SCUB patterns are heterogeneous among plants at different evolutionary positions

Our findings show among 61 codons, the codons with A or T at the third position (NNAs or NNTs) generally had higher frequencies compared with those with C or G at the third position (NNCs and NNGs) (Supplementary Fig. S1). The exception is lycopodiophytas (S. moellendorffii, S. uncinata), where the percentage of NNAs or NNTs was similar to that of NNCs or NNGs. Here, to gain a direct view of SCUB, the SCUB frequency of a given amino acid with SCs is defined as the ratio of NNCs and NNGs (NNCs/Gs) number to NNAs and NNTs (NNAs/Ts) number (Fig. 1A).

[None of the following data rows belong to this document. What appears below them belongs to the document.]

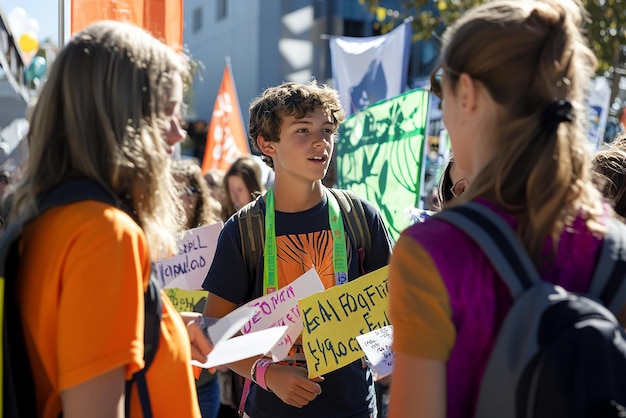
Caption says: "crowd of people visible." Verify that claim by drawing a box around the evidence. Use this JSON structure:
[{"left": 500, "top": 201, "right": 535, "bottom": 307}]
[{"left": 0, "top": 0, "right": 626, "bottom": 418}]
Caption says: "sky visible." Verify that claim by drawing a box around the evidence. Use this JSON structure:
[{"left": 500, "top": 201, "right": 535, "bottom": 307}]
[{"left": 0, "top": 0, "right": 69, "bottom": 44}]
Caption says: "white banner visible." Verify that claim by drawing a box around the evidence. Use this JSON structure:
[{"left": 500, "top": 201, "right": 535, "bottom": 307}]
[
  {"left": 330, "top": 21, "right": 411, "bottom": 115},
  {"left": 587, "top": 77, "right": 611, "bottom": 151}
]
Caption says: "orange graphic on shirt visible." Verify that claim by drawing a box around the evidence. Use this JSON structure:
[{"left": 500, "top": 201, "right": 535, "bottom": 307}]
[{"left": 276, "top": 230, "right": 336, "bottom": 289}]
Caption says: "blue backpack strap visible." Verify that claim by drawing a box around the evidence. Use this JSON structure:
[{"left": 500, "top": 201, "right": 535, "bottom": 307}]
[
  {"left": 589, "top": 218, "right": 626, "bottom": 315},
  {"left": 433, "top": 202, "right": 540, "bottom": 299}
]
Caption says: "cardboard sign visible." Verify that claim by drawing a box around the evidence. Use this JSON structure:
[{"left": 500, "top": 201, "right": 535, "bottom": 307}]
[
  {"left": 298, "top": 266, "right": 390, "bottom": 378},
  {"left": 154, "top": 222, "right": 223, "bottom": 290},
  {"left": 241, "top": 269, "right": 324, "bottom": 361}
]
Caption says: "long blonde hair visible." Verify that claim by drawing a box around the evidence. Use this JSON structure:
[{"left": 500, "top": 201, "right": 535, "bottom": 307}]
[
  {"left": 16, "top": 21, "right": 189, "bottom": 258},
  {"left": 442, "top": 0, "right": 602, "bottom": 261}
]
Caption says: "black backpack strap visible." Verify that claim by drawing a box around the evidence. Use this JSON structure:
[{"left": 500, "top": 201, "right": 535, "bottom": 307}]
[
  {"left": 328, "top": 188, "right": 372, "bottom": 258},
  {"left": 235, "top": 196, "right": 265, "bottom": 280},
  {"left": 433, "top": 202, "right": 540, "bottom": 299},
  {"left": 0, "top": 179, "right": 162, "bottom": 417},
  {"left": 589, "top": 218, "right": 626, "bottom": 315},
  {"left": 125, "top": 265, "right": 163, "bottom": 418}
]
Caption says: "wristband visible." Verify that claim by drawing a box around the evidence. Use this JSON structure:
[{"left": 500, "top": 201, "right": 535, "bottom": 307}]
[{"left": 250, "top": 357, "right": 274, "bottom": 391}]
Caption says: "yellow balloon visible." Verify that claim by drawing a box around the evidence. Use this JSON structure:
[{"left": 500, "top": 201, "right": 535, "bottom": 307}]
[{"left": 18, "top": 32, "right": 39, "bottom": 52}]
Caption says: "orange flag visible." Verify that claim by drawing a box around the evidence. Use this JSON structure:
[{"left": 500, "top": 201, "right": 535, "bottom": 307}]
[
  {"left": 202, "top": 64, "right": 250, "bottom": 173},
  {"left": 70, "top": 0, "right": 183, "bottom": 51}
]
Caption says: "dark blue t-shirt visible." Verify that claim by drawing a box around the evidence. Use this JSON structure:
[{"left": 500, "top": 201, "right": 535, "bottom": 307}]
[{"left": 202, "top": 192, "right": 392, "bottom": 418}]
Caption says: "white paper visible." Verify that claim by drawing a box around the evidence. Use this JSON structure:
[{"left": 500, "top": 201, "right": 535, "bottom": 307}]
[
  {"left": 207, "top": 306, "right": 259, "bottom": 345},
  {"left": 154, "top": 222, "right": 223, "bottom": 290},
  {"left": 356, "top": 325, "right": 394, "bottom": 379},
  {"left": 191, "top": 326, "right": 287, "bottom": 368},
  {"left": 242, "top": 269, "right": 324, "bottom": 361}
]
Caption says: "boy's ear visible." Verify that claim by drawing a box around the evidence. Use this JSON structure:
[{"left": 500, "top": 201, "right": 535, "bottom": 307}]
[{"left": 256, "top": 135, "right": 274, "bottom": 157}]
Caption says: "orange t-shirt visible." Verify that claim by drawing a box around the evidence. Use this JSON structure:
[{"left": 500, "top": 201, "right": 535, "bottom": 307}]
[{"left": 18, "top": 201, "right": 200, "bottom": 418}]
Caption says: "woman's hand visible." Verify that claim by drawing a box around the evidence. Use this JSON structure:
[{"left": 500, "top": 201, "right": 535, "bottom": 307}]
[{"left": 180, "top": 312, "right": 213, "bottom": 363}]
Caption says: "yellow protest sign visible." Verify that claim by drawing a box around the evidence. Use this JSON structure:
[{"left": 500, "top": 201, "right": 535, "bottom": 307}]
[
  {"left": 298, "top": 267, "right": 390, "bottom": 378},
  {"left": 163, "top": 287, "right": 209, "bottom": 312}
]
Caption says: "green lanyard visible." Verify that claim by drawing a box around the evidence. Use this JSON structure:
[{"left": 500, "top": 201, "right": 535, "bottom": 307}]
[{"left": 263, "top": 189, "right": 348, "bottom": 295}]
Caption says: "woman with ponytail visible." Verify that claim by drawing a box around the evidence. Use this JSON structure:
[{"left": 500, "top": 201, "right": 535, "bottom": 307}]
[{"left": 389, "top": 0, "right": 626, "bottom": 418}]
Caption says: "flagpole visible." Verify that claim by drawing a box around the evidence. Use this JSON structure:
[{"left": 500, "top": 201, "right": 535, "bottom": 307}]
[{"left": 59, "top": 0, "right": 65, "bottom": 49}]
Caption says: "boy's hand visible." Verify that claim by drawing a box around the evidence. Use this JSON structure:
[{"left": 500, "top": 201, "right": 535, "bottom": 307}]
[{"left": 265, "top": 364, "right": 324, "bottom": 408}]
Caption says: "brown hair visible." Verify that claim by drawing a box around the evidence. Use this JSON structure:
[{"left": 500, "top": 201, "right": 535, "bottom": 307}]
[
  {"left": 593, "top": 134, "right": 626, "bottom": 217},
  {"left": 248, "top": 81, "right": 346, "bottom": 168},
  {"left": 172, "top": 160, "right": 221, "bottom": 229},
  {"left": 15, "top": 21, "right": 189, "bottom": 259}
]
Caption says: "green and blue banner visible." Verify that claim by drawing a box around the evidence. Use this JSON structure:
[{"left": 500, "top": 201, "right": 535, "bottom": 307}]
[{"left": 336, "top": 90, "right": 429, "bottom": 239}]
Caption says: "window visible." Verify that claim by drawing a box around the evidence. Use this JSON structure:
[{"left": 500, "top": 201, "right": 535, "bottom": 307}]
[
  {"left": 217, "top": 0, "right": 228, "bottom": 20},
  {"left": 191, "top": 7, "right": 202, "bottom": 33}
]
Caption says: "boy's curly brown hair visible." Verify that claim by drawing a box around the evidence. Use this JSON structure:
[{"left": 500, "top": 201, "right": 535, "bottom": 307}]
[{"left": 248, "top": 81, "right": 346, "bottom": 168}]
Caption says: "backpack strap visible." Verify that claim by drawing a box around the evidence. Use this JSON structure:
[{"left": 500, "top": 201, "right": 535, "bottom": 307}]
[
  {"left": 327, "top": 188, "right": 372, "bottom": 258},
  {"left": 433, "top": 202, "right": 540, "bottom": 299},
  {"left": 589, "top": 218, "right": 626, "bottom": 315},
  {"left": 235, "top": 195, "right": 265, "bottom": 280}
]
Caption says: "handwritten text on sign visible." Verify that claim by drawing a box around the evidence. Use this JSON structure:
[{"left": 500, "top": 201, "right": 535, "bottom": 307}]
[
  {"left": 298, "top": 267, "right": 390, "bottom": 378},
  {"left": 163, "top": 287, "right": 209, "bottom": 312},
  {"left": 241, "top": 269, "right": 324, "bottom": 361},
  {"left": 155, "top": 222, "right": 222, "bottom": 290}
]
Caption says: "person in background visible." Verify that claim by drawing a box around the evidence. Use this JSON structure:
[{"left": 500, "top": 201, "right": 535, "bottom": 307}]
[
  {"left": 593, "top": 133, "right": 626, "bottom": 218},
  {"left": 172, "top": 159, "right": 222, "bottom": 229},
  {"left": 222, "top": 155, "right": 265, "bottom": 222},
  {"left": 14, "top": 21, "right": 211, "bottom": 418},
  {"left": 203, "top": 82, "right": 392, "bottom": 418},
  {"left": 204, "top": 168, "right": 226, "bottom": 212},
  {"left": 389, "top": 0, "right": 626, "bottom": 418}
]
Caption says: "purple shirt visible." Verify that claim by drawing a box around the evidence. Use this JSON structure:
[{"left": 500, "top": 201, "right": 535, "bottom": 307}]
[{"left": 404, "top": 201, "right": 602, "bottom": 418}]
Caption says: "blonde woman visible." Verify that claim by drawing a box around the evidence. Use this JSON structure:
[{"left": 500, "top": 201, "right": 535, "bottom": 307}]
[{"left": 15, "top": 21, "right": 210, "bottom": 418}]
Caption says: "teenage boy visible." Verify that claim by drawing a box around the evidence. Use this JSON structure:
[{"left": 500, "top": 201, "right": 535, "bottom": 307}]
[{"left": 203, "top": 82, "right": 392, "bottom": 418}]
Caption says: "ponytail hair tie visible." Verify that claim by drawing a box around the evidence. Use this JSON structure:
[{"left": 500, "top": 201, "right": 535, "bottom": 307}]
[{"left": 541, "top": 99, "right": 574, "bottom": 132}]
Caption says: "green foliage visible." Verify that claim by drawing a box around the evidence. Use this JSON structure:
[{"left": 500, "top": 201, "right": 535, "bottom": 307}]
[{"left": 359, "top": 0, "right": 626, "bottom": 76}]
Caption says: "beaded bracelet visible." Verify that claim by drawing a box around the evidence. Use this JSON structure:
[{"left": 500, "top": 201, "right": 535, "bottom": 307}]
[{"left": 250, "top": 357, "right": 274, "bottom": 391}]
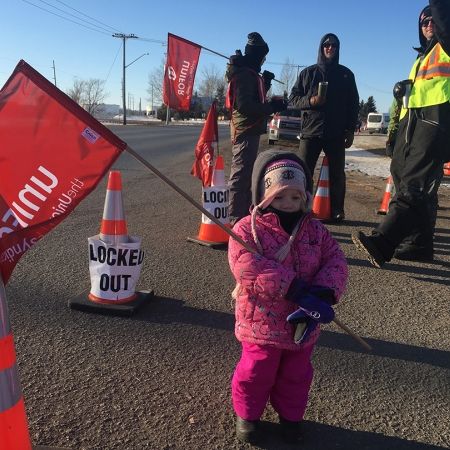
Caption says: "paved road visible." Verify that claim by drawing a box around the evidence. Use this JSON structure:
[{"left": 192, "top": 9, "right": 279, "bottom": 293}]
[{"left": 7, "top": 126, "right": 450, "bottom": 450}]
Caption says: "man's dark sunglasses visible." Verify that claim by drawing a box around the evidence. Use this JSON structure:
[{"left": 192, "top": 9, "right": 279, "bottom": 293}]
[{"left": 420, "top": 17, "right": 434, "bottom": 27}]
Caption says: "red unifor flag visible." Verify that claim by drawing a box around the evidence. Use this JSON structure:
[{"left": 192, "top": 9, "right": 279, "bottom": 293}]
[
  {"left": 163, "top": 33, "right": 202, "bottom": 111},
  {"left": 191, "top": 101, "right": 219, "bottom": 187},
  {"left": 0, "top": 61, "right": 127, "bottom": 284}
]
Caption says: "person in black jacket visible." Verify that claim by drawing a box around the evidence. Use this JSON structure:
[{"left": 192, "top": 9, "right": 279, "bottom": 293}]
[
  {"left": 226, "top": 32, "right": 287, "bottom": 225},
  {"left": 352, "top": 0, "right": 450, "bottom": 268},
  {"left": 289, "top": 33, "right": 359, "bottom": 223}
]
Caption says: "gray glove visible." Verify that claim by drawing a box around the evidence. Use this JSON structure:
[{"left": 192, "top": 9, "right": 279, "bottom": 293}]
[{"left": 269, "top": 98, "right": 287, "bottom": 113}]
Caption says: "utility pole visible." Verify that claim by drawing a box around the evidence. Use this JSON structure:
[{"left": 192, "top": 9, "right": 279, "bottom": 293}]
[
  {"left": 53, "top": 60, "right": 56, "bottom": 86},
  {"left": 151, "top": 83, "right": 154, "bottom": 116},
  {"left": 112, "top": 33, "right": 138, "bottom": 125}
]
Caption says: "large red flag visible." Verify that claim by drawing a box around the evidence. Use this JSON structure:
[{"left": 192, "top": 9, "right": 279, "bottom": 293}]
[
  {"left": 163, "top": 33, "right": 202, "bottom": 111},
  {"left": 191, "top": 101, "right": 219, "bottom": 187},
  {"left": 0, "top": 61, "right": 127, "bottom": 284}
]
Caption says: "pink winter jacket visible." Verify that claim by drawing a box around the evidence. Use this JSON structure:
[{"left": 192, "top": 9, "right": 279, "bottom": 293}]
[{"left": 228, "top": 213, "right": 348, "bottom": 350}]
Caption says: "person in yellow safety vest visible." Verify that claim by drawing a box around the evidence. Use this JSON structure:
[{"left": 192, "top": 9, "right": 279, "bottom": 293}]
[{"left": 352, "top": 0, "right": 450, "bottom": 267}]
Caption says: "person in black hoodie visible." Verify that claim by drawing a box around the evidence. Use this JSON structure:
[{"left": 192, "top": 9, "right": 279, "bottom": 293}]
[
  {"left": 289, "top": 33, "right": 359, "bottom": 223},
  {"left": 352, "top": 0, "right": 450, "bottom": 267},
  {"left": 226, "top": 32, "right": 287, "bottom": 225}
]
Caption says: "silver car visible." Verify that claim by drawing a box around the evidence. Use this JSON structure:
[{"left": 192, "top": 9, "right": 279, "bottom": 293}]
[{"left": 268, "top": 108, "right": 301, "bottom": 145}]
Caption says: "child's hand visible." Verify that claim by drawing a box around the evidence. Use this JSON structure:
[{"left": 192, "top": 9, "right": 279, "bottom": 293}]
[
  {"left": 287, "top": 308, "right": 317, "bottom": 344},
  {"left": 295, "top": 294, "right": 334, "bottom": 323}
]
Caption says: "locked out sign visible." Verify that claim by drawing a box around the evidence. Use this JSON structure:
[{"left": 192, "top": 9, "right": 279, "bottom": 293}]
[
  {"left": 202, "top": 186, "right": 230, "bottom": 224},
  {"left": 88, "top": 236, "right": 144, "bottom": 303}
]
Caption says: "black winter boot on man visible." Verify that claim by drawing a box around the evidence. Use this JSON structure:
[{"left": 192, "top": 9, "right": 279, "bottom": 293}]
[{"left": 236, "top": 416, "right": 260, "bottom": 443}]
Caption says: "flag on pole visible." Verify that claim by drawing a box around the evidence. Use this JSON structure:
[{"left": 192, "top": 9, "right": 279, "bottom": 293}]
[
  {"left": 163, "top": 33, "right": 202, "bottom": 111},
  {"left": 191, "top": 100, "right": 219, "bottom": 187},
  {"left": 0, "top": 61, "right": 127, "bottom": 284}
]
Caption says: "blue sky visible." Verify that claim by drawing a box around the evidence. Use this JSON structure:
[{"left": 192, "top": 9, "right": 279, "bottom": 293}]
[{"left": 0, "top": 0, "right": 427, "bottom": 112}]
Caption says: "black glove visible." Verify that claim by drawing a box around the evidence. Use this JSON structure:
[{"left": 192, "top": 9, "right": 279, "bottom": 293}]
[
  {"left": 262, "top": 70, "right": 275, "bottom": 92},
  {"left": 344, "top": 130, "right": 355, "bottom": 148},
  {"left": 269, "top": 98, "right": 287, "bottom": 113},
  {"left": 386, "top": 141, "right": 394, "bottom": 158},
  {"left": 262, "top": 70, "right": 275, "bottom": 83}
]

In the archaeplastidas, SCUB frequencies ranged from 0.127 to 0.468. In the chlorophytas, the lowest frequencies were similar (0.066–0.094), but the highest was 0.346 in Oedogonium cardiacum, up to 1.335 in Pedinomonas minor and 1.771 in O. viridis; their coefficients of variation (CVs) ranged from 0.350 to 1.021 (Supplementary Table S2). Unlike chlorophytas, SCUB frequencies were 0.055–0.403 in charophytas, and the frequency ranges of 18 amino acids were similar (CV: 0.319–0.435). In the bryophytes, SCUB frequencies were similar among three species (0.044–0.228; CV: 0.397–0.417), and they were significantly lower than those of the algae and other land plants (Supplementary Fig. S2A).
Figure 1

The SCUB frequency based on total plastid genes. (A) The ratio between the numbers of NNCs/Gs to NNA/Ts in each of 18 amino acids except for Met and Trp. NNAs/Ts: the number of SCs with A and T in the third position. NNCs/Gs: the number of SCs with C and G in the third position. (B) The frequencies of SCs based on the third position was calculated as the ratio of the number of SCs with A, T, C, or G at the third position to that of 61 codons except for three stop codons. NNA, NNT, NNC, and NNG: all SCs with A, T, C, and G at the third position, respectively.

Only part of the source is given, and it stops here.